No doubt you’ve heard about blockchain. The basic summary is that a blockchain is a distributed ledger, made of a system of data ‘blocks’ which, due to the various calculations and linking elements, is almost impossible to cheat. That makes the technology ideal for financial transactions, like Bitcoin, while the open nature of blockchain means that it relies on the oversight of the relative network, not governments and corporations.

If you’re not 100% clear on how it works, don’t fear, not many are,  but the general gist is that it enables the online community to create their own transactional data networks, free of outside regulation – and the fees and risks that generally come with it.

There are various concerns about this too, not everyone’s convinced that blockchain is the future, but there’s clearly potential in it, which is why Facebook’s examining it in more detail.

And The Social Network is clearly taking it seriously – not only have they put David Marcus, who’s also the former head of PayPal, in charge of their new blockchain team, but they’ve also added Instagram’s now former VP of Product Kevin Weil, who oversaw that platform’s development of its Stories option.

That’s a lot of senior experience looking at the tech – how, exactly, Facebook might use blockchain is not clear, but there are various opportunities, including universal payments (free of fees), data exchange, or a new form of social connection. Given the evolving potential of the technology, no one knows for sure what its capacity truly is, but Facebook clearly sees something there.

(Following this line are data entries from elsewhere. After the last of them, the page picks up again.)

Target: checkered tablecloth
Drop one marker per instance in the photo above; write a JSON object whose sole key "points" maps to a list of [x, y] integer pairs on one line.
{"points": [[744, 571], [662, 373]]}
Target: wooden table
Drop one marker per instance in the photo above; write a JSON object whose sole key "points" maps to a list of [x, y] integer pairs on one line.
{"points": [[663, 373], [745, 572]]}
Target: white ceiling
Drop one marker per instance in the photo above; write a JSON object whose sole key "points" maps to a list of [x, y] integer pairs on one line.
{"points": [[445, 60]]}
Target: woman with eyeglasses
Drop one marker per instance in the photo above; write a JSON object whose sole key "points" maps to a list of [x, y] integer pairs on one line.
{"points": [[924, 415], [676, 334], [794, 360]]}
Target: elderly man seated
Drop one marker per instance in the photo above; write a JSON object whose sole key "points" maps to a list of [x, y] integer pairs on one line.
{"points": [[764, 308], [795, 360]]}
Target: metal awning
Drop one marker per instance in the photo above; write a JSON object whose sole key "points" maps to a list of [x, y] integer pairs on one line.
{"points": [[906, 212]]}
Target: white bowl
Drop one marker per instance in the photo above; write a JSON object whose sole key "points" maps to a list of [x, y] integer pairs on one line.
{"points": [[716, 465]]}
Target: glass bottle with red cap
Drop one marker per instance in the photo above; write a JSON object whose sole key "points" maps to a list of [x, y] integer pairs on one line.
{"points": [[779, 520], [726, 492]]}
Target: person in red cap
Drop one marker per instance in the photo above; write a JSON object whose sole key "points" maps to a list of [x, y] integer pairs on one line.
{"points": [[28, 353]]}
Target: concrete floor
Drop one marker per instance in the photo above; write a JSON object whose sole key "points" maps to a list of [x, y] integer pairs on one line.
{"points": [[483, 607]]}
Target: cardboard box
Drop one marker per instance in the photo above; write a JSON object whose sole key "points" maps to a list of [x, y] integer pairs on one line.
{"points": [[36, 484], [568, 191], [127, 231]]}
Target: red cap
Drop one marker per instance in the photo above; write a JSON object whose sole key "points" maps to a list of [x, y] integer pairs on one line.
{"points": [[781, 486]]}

That doesn’t necessarily mean a move into cryptocurrency, but it does suggest that Facebook sees a way to help fulfill its mission to connect the world – and definitely, the nature of the blockchain could enable Facebook to build something like an international currency exchange system of their own, expanding cross-border trade potential.

We’ll have to wait and see what Facebook has in store on this front, but the company’s shift into this new arena does give blockchain an extra level of legitimacy. It’s got a long way to go before it becomes mainstream, but who better than the world’s most used social platform to enable just that?  

Certainly, a very interesting development to watch.